Join me in inspiring truly powerful people. Each day I will add a new thought, story or idea to support your quest and mine.
I researched, wrote and performed a story to accompany the music for Beethoven’s Creatures of Prometheus. In the story, Zeus commands Prometheus to create a pair of dull crude creatures whose single purpose is to worship the gods.
Out of clay Prometheus fashioned the first woman and man. He did not follow his orders and instead of shaping crude creatures he made them beautiful. He made them to be beautiful. He hid their shapes beneath a great tree so Zeus couldn’t see them. Knowing that Zeus would never give him the spark of life to ignite his creature’s hearts, he stole the fire, racing down the mountain to reach his creatures and give them life before Zeus discovered and destroyed them.

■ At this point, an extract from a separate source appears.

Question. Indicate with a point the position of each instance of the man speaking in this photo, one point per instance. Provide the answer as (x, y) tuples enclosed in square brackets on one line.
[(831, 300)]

Zeus did not destroy them. He had a plan more cruel aimed not at the humans but at Prometheus. He let them live. He let the gods teach them wonderful things like music and mathematics, astronomy and dance.
And then, just as in the Christian version (called Adam and Eve), he metaphorically banished them from their garden by making them forget their true creator, Prometheus, and forced them swear allegiance to him as their maker. Instead of being the servants of beauty (for which they were designed), Zeus gave them a different focus. He gave them the desire for power-over-others and possession, he gave them war and put limits on their lives; he gave them separation from their beauty, he gave them fear as the focus of their worship. He gave them death.
But the woman held fast to the memory of Prometheus. She knew for a time that she would have to pretend to worship the angry god. She knew Prometheus would be waiting for them when the man, one day, also remembered what he was made to be, and together they would find their way to fulfill the original design.